Refere a acusação que, aproximadamente em Novembro de 2011, José Severino Miranda, no exercício das suas funções de presidente da Câmara, e Gumercindo Lourenço, em seu nome e em representação (enquanto presidente do Conselho de Administração) das sociedades “Terras Serranas”, “Fornos Vida” e “Montalvia”, «porque pretendiam que as sociedades arguidas “Terras Serranas” e “Fornos Vida” lograssem construir e explorar» o empreendimento turístico, «sem fazer qualquer investimento de capitais próprios ou fazendo um investimento muito inferior a o seu custo total, e que essa obra fosse adjudicada à sociedade arguida “Montalvia”, decidiram obter financiamento com recurso a fundos comunitários e/ou nacionais, ainda que não estivessem reunidos os necessários requisitos e ainda que com sobreposição de intervenções, como sucedeu no âmbito da operação “CENTRO 08-0231-FEDER-023010 – Requalificação e valorização dos arranjos exteriores da Serra da Esgalhada”».

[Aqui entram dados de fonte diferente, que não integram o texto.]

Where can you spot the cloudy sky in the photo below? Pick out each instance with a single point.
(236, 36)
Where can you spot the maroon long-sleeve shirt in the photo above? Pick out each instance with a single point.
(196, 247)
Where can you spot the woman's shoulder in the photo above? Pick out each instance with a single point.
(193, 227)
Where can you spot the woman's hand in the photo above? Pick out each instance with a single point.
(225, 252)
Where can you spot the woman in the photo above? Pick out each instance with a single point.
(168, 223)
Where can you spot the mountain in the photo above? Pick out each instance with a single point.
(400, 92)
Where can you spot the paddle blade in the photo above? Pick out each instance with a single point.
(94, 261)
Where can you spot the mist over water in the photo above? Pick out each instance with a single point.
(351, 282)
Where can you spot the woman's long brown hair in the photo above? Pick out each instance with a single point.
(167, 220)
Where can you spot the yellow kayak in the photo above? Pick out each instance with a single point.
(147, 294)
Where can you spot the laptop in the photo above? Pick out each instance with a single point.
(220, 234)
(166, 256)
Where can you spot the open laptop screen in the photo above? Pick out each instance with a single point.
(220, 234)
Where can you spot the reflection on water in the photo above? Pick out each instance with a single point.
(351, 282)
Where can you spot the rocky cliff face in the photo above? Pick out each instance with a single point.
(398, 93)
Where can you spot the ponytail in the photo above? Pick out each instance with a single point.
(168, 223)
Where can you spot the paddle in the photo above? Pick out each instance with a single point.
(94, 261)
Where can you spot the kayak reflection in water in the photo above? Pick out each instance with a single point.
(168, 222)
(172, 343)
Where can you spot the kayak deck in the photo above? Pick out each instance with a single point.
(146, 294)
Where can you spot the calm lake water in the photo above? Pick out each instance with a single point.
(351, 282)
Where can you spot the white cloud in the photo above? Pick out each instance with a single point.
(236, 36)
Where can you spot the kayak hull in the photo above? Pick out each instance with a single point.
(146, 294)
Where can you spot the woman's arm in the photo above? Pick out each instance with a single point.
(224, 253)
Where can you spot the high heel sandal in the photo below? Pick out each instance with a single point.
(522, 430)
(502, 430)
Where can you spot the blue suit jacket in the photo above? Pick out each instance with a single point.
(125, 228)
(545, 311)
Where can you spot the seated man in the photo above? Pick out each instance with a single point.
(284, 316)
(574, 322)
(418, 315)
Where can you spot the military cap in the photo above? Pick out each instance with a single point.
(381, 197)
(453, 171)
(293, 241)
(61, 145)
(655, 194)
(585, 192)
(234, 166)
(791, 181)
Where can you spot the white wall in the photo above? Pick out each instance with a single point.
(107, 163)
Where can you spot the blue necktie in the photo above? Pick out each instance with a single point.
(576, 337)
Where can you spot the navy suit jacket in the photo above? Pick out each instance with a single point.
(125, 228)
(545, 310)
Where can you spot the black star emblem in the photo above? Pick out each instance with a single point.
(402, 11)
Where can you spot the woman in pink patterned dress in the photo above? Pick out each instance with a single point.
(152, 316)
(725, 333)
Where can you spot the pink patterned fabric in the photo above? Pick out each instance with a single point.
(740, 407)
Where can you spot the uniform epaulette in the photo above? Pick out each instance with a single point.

A “Terras Serranas” viria então a receber 5,5 milhões de euros de fundos comunitários, dos quais 1,3 milhões de euros a fundo perdido, tendo o hotel vindo a ser inaugurado em 2012 com o nome “Estrela à Vista”. Aquando do aumento de capital, a empresa passou também a incluir no objecto social “a exploração e comercialização de águas sulfurosas e afins”. A sociedade “Fornos Vida”, criada pelo ex-autarca e pelo empresário para construir e explorar um balneário termal, viu ser-lhe atribuída uma verba de 2,3 milhões de euros.
Em 2014, a Inspecção Geral de Finanças (IGF) viria a detectar irregularidades graves no processo do hotel, tendo recomendado ao Turismo de Portugal que retirasse o financiamento. E foi isso que aconteceu. A IGF decidiu dar conhecimento ao Ministério Público por considerar haver fortes indícios de que Gumercindo Lourenço tinha cometido o crime de fraude na obtenção de subsídio.